Monte Carlo review 05-20-2025

  • May 20, 2025
  • Review provided by G2

What do you like best about the product?
Excellent connectors for analysis and monitoring.
Lineage is very good and readable.
Support is outstanding.
API documentation is generally good and the API explorer is nice.
Simple to set up monitors and add assets.
We are using Monte Carlo extensively already given its ease of use and ability to check for anomalies.
What do you dislike about the product?
Adding descriptions to objects like monitors is basically missing. It would be helpful to have a title and description field vs. having a limited description field that acts as the title as well. It is messy and requires too much curation governance. Monitors and Assets should have this capability.

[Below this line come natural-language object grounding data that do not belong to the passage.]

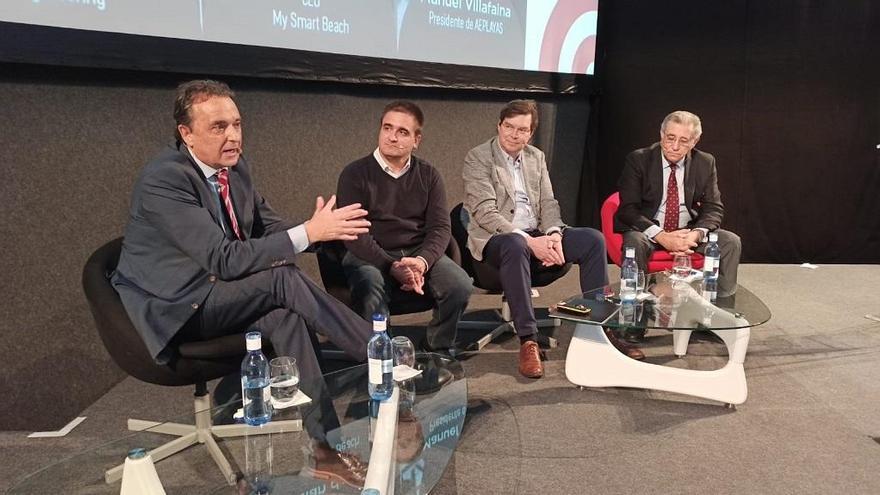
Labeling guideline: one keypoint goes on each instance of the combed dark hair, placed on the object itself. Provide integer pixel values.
(407, 107)
(192, 92)
(520, 107)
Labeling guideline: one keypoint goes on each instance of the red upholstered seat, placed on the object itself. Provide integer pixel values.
(660, 260)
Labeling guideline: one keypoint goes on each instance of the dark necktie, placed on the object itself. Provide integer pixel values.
(223, 186)
(670, 221)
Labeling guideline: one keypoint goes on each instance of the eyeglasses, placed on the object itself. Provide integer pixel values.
(682, 141)
(509, 129)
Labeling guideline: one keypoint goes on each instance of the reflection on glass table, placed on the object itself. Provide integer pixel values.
(669, 302)
(334, 453)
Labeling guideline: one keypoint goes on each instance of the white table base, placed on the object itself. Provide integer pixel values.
(593, 362)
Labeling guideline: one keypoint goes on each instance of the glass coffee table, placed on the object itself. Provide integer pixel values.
(402, 445)
(668, 303)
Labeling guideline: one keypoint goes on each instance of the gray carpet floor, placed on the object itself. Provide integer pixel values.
(810, 425)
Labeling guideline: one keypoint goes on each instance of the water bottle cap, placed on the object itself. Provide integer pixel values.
(137, 453)
(380, 323)
(253, 341)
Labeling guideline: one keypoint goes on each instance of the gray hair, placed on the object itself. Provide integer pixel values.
(683, 117)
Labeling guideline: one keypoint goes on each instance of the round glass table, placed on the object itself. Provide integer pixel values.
(667, 303)
(340, 441)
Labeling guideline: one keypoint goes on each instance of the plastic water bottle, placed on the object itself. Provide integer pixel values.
(256, 396)
(629, 275)
(710, 268)
(379, 360)
(258, 456)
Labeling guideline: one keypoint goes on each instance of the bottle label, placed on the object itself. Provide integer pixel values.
(708, 264)
(375, 367)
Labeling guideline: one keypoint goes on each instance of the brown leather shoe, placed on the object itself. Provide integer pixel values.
(530, 360)
(339, 467)
(628, 350)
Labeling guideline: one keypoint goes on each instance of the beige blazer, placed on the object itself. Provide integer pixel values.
(489, 193)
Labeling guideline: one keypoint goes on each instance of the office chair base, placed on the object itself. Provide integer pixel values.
(498, 326)
(203, 432)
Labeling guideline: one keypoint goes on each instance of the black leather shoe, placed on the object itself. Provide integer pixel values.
(634, 336)
(434, 373)
(339, 467)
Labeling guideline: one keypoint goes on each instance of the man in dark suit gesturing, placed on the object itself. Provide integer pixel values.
(205, 255)
(669, 199)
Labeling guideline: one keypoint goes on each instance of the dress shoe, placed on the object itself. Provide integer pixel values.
(435, 373)
(627, 350)
(634, 336)
(339, 467)
(530, 360)
(410, 437)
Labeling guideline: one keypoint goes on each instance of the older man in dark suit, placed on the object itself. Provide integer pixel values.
(669, 199)
(205, 255)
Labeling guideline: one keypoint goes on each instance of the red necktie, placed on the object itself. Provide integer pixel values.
(670, 221)
(223, 183)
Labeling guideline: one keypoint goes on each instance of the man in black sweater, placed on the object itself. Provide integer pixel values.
(409, 232)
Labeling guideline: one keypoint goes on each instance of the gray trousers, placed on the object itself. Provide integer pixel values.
(446, 282)
(728, 242)
(510, 254)
(285, 306)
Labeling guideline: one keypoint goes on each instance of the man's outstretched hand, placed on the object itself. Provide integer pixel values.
(339, 224)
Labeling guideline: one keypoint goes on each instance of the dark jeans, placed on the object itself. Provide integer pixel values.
(728, 242)
(510, 254)
(446, 282)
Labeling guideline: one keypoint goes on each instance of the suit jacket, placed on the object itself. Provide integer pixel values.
(175, 248)
(641, 190)
(489, 193)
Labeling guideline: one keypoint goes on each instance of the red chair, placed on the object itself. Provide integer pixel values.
(659, 261)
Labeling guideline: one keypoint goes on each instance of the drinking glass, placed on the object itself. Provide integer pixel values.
(681, 266)
(283, 379)
(403, 351)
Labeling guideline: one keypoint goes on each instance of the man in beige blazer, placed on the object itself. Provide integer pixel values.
(515, 222)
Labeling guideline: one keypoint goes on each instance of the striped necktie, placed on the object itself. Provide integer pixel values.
(670, 219)
(226, 199)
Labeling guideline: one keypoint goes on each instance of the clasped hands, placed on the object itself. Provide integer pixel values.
(680, 241)
(547, 248)
(345, 224)
(410, 272)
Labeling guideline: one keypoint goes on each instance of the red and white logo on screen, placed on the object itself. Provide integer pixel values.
(568, 37)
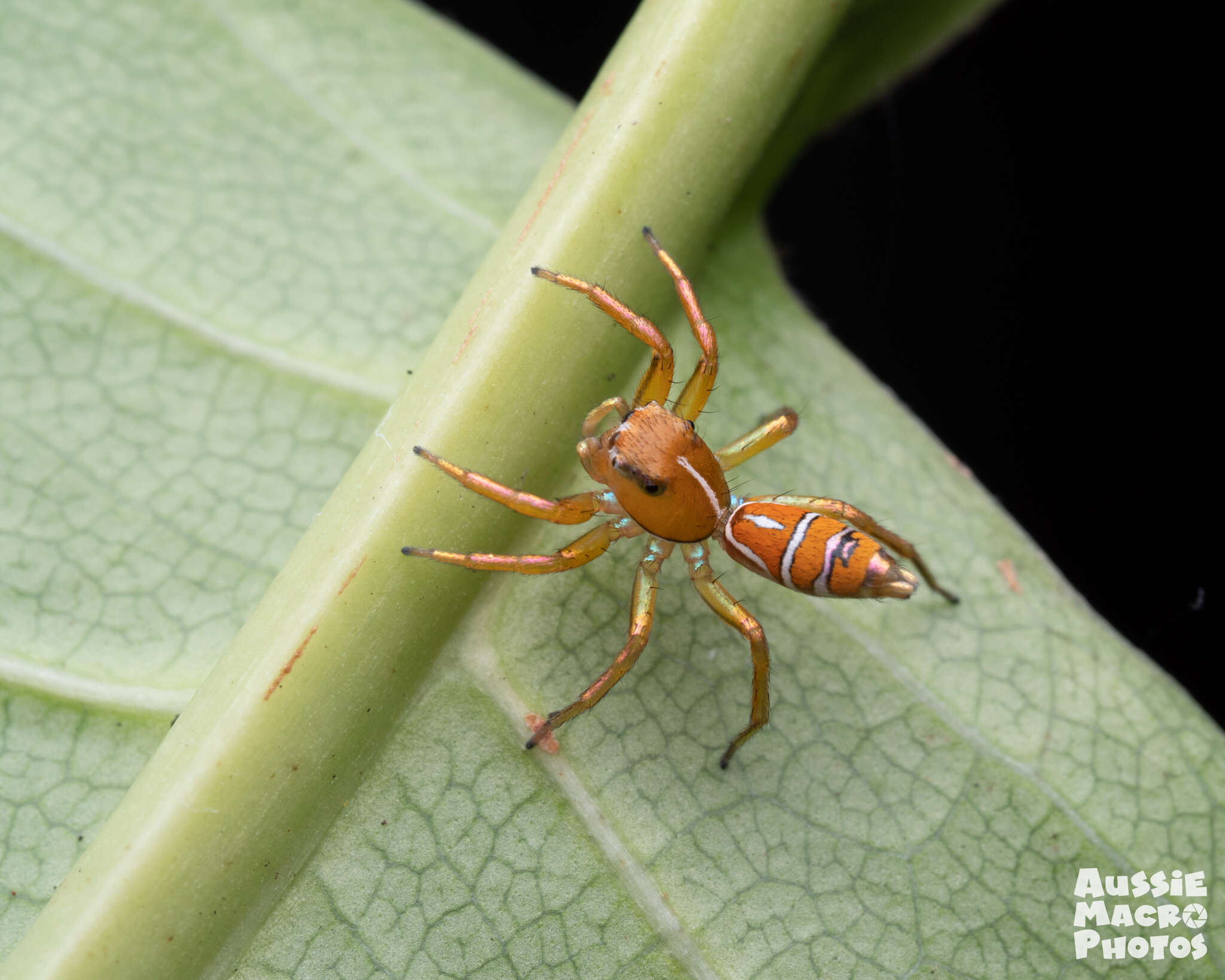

Also, the APIs are ok but doc should contain better examples for use.
What problems is the product solving and how is that benefiting you?
The ability to track out of range thresholds allows us to catch issues with data faster. We can resolve problems before they impact clients.


    Shirli M.

Catching Data Issues Before They Catch Us

  • May 18, 2025
  • Review provided by G2

What do you like best about the product?
Monte Carlo gives us proactive visibility into data issues before they impact downstream stakeholders. The automated monitoring across tables, columns, and freshness saves our team countless hours we used to spend manually checking data pipelines. The integration with tools like Slack and dbt makes it seamless to stay on top of data health without leaving our workflow
What do you dislike about the product?
While Monte Carlo is powerful, the UI can sometimes feel cluttered when navigating large numbers of monitors or incidents. Additionally, the alerting can occasionally be noisy until it’s fully tuned for our environment. More granular control over alert thresholds and grouping would make the experience even better
What problems is the product solving and how is that benefiting you?
Monte Carlo helps us catch data issues—like broken dbt models, delayed ingestions, or unexpected schema changes—before they impact business decisions. This has significantly reduced fire drills, improved trust in our data, and freed up our BI team to focus on delivering insights instead of troubleshooting pipelines.


    Michael B.

Smart Data Observability and Quality

  • May 16, 2025
  • Review provided by G2

What do you like best about the product?
Our Team loves the out of the box monitors in Monte Carlo, they make time to value much shorter and allow the product to start adding value quickly while you work with the Monte Carlo team on more targeted monitoring capabilities. Really can't stress enough how responsive and helpful the support team is.
What do you dislike about the product?
We do see some issues with our monitors in Monte Carlo from time to time where we are using them in non-standard use cases, generally these show up as data not matching our expectations within the monitoring results but every time this has come up so far we have been able to get to the bottom of it with help from the support team.
What problems is the product solving and how is that benefiting you?
Monte Carlo lets us know when our data is out of date or when there are unexpected updates/deletes in critical tables. It does these things out of the box letting us focus on more targeted quality checks.


    Vignesh R.

Robust Monitoring Tool with Room for Alert Management

  • May 16, 2025
  • Review provided by G2

What do you like best about the product?
Monte Carlo provides a reliable, near real-time data observability layer that helps us catch pipeline issues before they affect stakeholders.
What do you dislike about the product?
In metric monitors, we are unable to edit the SQL queries once the monitors are enabled.
What problems is the product solving and how is that benefiting you?
Monte Carlo helps us proactively detect data quality issues such as missing data, schema changes, and failed jobs across critical pipelines.
Before Monte Carlo, identifying the root cause of broken reports or data discrepancies was reactive and time-consuming. Now, with automated monitoring and anomaly detection, we can quickly isolate and resolve issues, minimizing business impact and improving trust in our data.
It has significantly improved our team’s efficiency and data reliability across departments.